La résidence Xie était plongée dans un chaos total. Chu Tong errait dans le vaste manoir sans trouver la sortie. Alors qu'elle commençait à se sentir perdue, elle aperçut Xie Linghui qui s'approchait au loin, accompagné de ses serviteurs. Chu Tong s'empressa d'aller à sa rencontre et, après une révérence, dit
: «
Chu Tong salue le second maître.
»
Xie Linghui fut surpris en voyant Chu Tong et lui demanda : « Que fais-tu ici ? »
Le regard de Chu Tong balaya les alentours, et elle inventa rapidement un mensonge
: «
Hier soir, j’ai cassé une bouteille par accident dans la chambre de la Seconde Madame.

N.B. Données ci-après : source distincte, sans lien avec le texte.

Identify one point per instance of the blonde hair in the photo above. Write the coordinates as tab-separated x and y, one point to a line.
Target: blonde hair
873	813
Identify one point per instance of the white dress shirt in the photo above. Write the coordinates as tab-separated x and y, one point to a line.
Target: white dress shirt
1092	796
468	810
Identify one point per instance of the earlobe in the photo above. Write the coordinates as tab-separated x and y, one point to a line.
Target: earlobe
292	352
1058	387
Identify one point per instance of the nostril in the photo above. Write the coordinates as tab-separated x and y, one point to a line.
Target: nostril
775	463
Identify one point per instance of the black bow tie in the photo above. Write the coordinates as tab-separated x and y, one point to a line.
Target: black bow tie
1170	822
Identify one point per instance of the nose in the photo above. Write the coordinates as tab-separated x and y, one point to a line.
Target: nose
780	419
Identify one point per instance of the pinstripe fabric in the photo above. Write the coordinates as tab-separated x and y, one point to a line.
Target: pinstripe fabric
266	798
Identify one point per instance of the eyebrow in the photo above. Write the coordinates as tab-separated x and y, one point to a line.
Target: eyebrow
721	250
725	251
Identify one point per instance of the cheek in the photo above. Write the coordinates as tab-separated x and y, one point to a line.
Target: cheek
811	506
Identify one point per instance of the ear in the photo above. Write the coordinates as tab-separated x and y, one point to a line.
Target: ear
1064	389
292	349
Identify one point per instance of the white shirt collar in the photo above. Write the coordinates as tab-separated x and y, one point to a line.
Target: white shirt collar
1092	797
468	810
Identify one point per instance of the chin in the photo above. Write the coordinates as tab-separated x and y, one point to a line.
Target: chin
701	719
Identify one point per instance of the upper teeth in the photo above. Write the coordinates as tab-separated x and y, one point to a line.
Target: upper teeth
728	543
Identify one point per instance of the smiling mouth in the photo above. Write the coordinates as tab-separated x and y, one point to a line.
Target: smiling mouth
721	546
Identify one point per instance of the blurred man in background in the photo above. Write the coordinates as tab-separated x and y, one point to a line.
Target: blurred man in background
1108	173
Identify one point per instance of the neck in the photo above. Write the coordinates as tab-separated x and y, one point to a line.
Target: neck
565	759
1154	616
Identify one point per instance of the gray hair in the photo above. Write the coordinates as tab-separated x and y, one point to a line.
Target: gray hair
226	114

Grand-mère Zhao m’a dit que j’étais maladroite et m’a donc enfermée dehors en guise de punition. J’ai passé la nuit derrière le kiosque, et ce matin, j’ai entendu dire qu’il y avait des voleurs, alors je suis sortie pour vérifier. Je ne m’attendais pas à ce que ce jardin soit si grand, et je me suis perdue…
»
Voyant que Chu Tong était décoiffée, le nez qui frémissait et l'air hagard, Xie Linghui hocha la tête et dit à une servante vêtue d'une cape violette qui le suivait : « Ziyuan, ramène-la d'abord au jardin Tanwu, lave-la et change-la avec des vêtements décents. »

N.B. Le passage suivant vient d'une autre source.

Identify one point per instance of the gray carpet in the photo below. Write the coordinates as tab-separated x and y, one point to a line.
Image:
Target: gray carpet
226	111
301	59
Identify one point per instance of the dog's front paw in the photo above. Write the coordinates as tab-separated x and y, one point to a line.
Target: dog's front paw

La servante en violet hocha la tête et dit : « Oui, Second Maître. » Puis elle sourit doucement à Chu Tong et dit : « Viens avec moi. »
Des fenêtres en gaze brodée mènent à une famille riche
Le chaos régnait à la résidence Xie. La Seconde Madame avait soudainement perdu la raison, et Xie Xiuyan gisait inconsciente. Toute la maisonnée était en pleine effervescence. Pendant ce temps, Chu Tong était parfaitement sereine. Zi Yuan la conduisit dans une petite pièce, ordonna à une servante de faire chauffer de l'eau pour le bain et lui apporta à manger et des vêtements de rechange. Chu Tong savoura un délicieux repas, puis prit un bain et se changea. Elle enveloppa son vieux manteau rembourré de coton, rempli de « trésors d'or et d'argent », dans un carré de tissu blanc parsemé de pivoines. En rangeant ses affaires, un livre tomba soudainement du manteau. Chu Tong le ramassa et reconnut le livre qu'elle avait pris des bras de Zhao Mama.

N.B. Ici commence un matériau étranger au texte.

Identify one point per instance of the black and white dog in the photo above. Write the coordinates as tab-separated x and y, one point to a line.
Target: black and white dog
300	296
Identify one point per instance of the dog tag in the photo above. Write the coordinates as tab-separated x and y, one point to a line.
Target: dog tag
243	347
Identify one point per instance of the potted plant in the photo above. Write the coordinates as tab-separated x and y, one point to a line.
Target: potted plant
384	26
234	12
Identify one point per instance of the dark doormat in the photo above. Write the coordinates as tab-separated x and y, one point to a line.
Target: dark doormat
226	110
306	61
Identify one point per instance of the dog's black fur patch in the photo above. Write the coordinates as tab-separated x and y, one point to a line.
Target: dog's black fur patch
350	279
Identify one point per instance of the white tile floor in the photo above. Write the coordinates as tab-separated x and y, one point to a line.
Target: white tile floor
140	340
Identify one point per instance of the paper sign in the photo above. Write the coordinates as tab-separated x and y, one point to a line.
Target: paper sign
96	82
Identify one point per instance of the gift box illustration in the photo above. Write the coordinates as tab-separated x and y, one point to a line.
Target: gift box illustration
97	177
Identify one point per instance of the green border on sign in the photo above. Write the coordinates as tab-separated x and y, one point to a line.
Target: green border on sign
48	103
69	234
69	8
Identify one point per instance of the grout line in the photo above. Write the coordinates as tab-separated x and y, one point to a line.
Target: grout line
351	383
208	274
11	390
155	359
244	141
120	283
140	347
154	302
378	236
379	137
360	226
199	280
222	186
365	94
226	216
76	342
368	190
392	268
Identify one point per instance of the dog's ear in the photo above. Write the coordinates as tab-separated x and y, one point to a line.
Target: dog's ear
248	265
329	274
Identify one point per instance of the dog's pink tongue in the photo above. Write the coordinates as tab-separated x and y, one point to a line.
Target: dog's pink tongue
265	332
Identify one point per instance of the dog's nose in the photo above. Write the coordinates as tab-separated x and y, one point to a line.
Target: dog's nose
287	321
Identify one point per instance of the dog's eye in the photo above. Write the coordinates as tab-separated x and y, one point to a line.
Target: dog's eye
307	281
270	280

La couverture du livre arborait en gros caractères l'inscription « Manuel de l'épée Qunfang ». En l'ouvrant, on découvrait des illustrations de jeunes filles maniant l'épée dans diverses poses. Sous chaque illustration figurait une phrase comme « Des lotus en fleurs à chaque pas », « Des milliers de poiriers en fleurs », « Des chrysanthèmes en pleine floraison », « Les pruniers fleurissent deux fois », « Orchidées et armoises brûlent ensemble », « Ombres éparses de fleurs d'abricotier » et « Fleurs de pêcher en pleine floraison » — soit trente-six mouvements au total, chacun portant le nom d'une fleur, avec des annotations en petits caractères à côté. Chu Tong feuilleta distraitement quelques pages en marmonnant : « Je n'avais fait qu'entrevoir des peintures érotiques de Lin Mama jusqu'ici, et elles représentaient toutes des hommes et des femmes. Ce livre, bien que rempli de femmes, est assez intéressant. » Au bout d'un moment, Chu Tong décida qu'il valait mieux quitter la résidence Xie au plus vite. Elle remit le livre dans son vieux manteau rembourré de coton, puis prit son petit paquet et quitta la pièce, errant dans le quartier.